Well, that's a minor problem compared with the popular anglicised transcriptions like that one: -*ый *as -*yy. *People who don't know at least some Russian are never going to understand how sth like this is pronouced.

I have a question: I always wondered why Russian is so often transcribed using English alphabet instead of Polish, Czech or Slovak, which are way more compatibile with it (esp. Polish, since it has a lot of different soft consonants like ś, ź, ć, etc., hard "sz", hard "y" and Czech lacks all the diphthongs Russian has) and all the forms would be perfecly differentiated: Wania, Wani, Wanie.


----------



## ahvalj

Karton Realista said:


> I have a question: I always wondered why Russian is so often transcribed using English alphabet instead of Polish, Czech or Slovak, which are way more compatibile with it (esp. Polish, since it has a lot of different soft consonants like ś, ź, ć, etc., hard "sz", hard "y" and Czech lacks all the diphthongs Russian has) and all the forms would be perfecly differentiated: Wania, Wani, Wanie.


The main reason is that the transliteration is just transliteration, a matter of convenience, not anything serious or official. The language has only one formal alphabet — the Cyrillic one. In the past, transliteration was performed differently for French and German (English wasn't a prestigious language until the twentieth century), so the same person may have written himself both _Pouchkine_ and _Puschkin _or_ Jiline _and _Shilin_. I transliterated yesterday the surname _Броушкин_ as _Breauhouchequine_  for fun. In the recent past, many scientists transcribed their surnames differently even in the papers written or translated into English (e. g. I have an older colleague who was both _Kirichkova_ and _Kiritchkova, _depending apparently from the moon phase). Some people use their own ways, e. g. not everybody can back-transliterate _Hvalj_ into Russian. So, it simply depends on the personal preferences, and since virtually nobody here (but me ) has any idea about the Polish or Czech orthographies, then… (I recall having seen a map of Moscow for the 1980 Olympics transliterated in the Czech manner, though).
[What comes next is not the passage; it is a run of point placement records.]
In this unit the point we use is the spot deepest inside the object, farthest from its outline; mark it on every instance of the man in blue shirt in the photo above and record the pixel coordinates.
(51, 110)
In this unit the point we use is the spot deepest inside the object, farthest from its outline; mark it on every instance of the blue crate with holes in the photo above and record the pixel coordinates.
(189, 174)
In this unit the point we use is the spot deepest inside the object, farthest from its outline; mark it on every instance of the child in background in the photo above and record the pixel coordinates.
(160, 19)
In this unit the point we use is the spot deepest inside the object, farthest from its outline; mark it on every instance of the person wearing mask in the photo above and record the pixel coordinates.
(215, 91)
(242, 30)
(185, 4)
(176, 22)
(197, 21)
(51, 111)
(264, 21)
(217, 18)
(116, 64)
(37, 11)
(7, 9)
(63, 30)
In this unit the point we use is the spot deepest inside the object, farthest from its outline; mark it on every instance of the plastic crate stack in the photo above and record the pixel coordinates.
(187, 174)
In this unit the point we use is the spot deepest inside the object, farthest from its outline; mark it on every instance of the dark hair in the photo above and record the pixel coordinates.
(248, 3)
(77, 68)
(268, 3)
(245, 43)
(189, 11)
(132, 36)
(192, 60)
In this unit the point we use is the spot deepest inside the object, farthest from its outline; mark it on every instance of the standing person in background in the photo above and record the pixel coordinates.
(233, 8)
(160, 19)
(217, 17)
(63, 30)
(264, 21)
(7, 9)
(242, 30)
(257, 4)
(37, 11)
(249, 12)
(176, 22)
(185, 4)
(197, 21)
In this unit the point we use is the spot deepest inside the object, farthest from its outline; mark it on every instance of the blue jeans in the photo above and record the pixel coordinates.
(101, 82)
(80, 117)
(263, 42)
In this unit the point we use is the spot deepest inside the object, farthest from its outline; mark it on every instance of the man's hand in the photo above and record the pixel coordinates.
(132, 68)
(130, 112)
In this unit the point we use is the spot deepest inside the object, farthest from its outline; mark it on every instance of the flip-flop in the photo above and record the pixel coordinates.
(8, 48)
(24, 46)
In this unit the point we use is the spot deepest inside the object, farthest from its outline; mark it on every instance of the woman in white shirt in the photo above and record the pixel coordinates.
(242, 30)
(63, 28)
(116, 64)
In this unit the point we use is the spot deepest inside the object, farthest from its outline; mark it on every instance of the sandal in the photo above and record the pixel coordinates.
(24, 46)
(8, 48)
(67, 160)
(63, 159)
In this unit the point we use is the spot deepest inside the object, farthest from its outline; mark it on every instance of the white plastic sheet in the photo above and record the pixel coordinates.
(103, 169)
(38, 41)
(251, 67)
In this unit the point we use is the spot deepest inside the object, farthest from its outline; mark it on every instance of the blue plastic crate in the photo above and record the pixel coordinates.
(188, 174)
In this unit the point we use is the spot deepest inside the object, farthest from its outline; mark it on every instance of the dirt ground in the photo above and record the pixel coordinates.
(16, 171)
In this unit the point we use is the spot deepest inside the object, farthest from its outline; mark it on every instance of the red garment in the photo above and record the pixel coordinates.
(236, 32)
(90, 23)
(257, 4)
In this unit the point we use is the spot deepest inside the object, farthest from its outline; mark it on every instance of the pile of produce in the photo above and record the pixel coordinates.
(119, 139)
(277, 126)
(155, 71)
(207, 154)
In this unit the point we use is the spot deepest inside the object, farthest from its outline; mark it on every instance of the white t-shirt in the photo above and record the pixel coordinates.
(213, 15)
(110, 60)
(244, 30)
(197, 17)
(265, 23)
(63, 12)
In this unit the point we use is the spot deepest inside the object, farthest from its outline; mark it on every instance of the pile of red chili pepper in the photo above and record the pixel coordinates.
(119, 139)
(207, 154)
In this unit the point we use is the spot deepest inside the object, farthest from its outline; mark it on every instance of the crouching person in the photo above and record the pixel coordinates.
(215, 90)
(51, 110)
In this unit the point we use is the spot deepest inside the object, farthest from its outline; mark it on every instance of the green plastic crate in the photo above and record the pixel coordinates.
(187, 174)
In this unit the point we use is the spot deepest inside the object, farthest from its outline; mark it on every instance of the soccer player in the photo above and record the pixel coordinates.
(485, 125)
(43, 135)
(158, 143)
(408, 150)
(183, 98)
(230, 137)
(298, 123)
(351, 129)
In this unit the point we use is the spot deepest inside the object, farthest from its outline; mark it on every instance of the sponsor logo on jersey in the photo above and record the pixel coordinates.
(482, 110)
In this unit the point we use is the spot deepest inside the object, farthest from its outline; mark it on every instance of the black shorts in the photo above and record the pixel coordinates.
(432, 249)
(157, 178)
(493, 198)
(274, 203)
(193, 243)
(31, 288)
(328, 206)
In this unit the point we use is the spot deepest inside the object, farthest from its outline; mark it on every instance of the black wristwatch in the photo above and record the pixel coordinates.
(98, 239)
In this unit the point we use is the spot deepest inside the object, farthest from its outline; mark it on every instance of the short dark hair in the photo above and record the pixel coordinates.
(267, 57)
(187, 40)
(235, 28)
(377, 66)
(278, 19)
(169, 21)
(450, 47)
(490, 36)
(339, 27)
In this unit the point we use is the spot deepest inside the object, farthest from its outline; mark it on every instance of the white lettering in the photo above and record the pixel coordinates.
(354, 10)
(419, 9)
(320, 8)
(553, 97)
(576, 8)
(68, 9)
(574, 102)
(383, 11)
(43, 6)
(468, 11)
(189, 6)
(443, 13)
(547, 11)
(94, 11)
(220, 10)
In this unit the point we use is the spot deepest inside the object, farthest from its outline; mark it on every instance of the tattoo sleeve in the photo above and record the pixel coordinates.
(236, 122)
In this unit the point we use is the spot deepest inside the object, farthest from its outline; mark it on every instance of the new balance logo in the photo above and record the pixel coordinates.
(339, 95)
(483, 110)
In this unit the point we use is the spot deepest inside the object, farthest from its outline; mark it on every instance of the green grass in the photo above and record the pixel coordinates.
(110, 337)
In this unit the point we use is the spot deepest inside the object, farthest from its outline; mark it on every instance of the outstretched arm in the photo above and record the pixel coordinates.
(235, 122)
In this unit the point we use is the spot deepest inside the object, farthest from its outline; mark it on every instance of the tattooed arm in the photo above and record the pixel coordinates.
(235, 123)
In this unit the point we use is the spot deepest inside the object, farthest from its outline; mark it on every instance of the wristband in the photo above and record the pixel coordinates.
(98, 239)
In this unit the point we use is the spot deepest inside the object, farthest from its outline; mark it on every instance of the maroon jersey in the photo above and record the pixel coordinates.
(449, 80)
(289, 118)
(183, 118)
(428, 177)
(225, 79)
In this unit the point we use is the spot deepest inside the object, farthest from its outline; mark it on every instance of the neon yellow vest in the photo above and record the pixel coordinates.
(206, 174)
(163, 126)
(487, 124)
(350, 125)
In the early Soviet times, there was an attempt to move all the languages of the USSR into the Latin script, and almost all the newly literary languages in the 20's and early 30's acquired Latin alphabets. The Latin alphabet for Russian was in development as well, but it never materialized. One of the reasons, I guess, is the practical impossibility to express the palatalized consonants: one simply can't do it consistently since either most consonants will receive variants with diacritics (_семь → śeḿ, девять → d́ev́at́_), or the text will consist for some 30% of the palatalization signs (_sьemь, dьevьatь_). Laypeople sometimes use _ä, ö_ and _ü_ to substitute _я, ё _and _ю_ (e. g. _Любовь _→ _Lübov_ _— "Lübov" - Google Search_), but this is not serious, of course.


----------



## ahvalj

ahvalj said:


> the same person may have written himself both _Pouchkine_ and _Puschkin _or_ Jiline _and _Shilin_.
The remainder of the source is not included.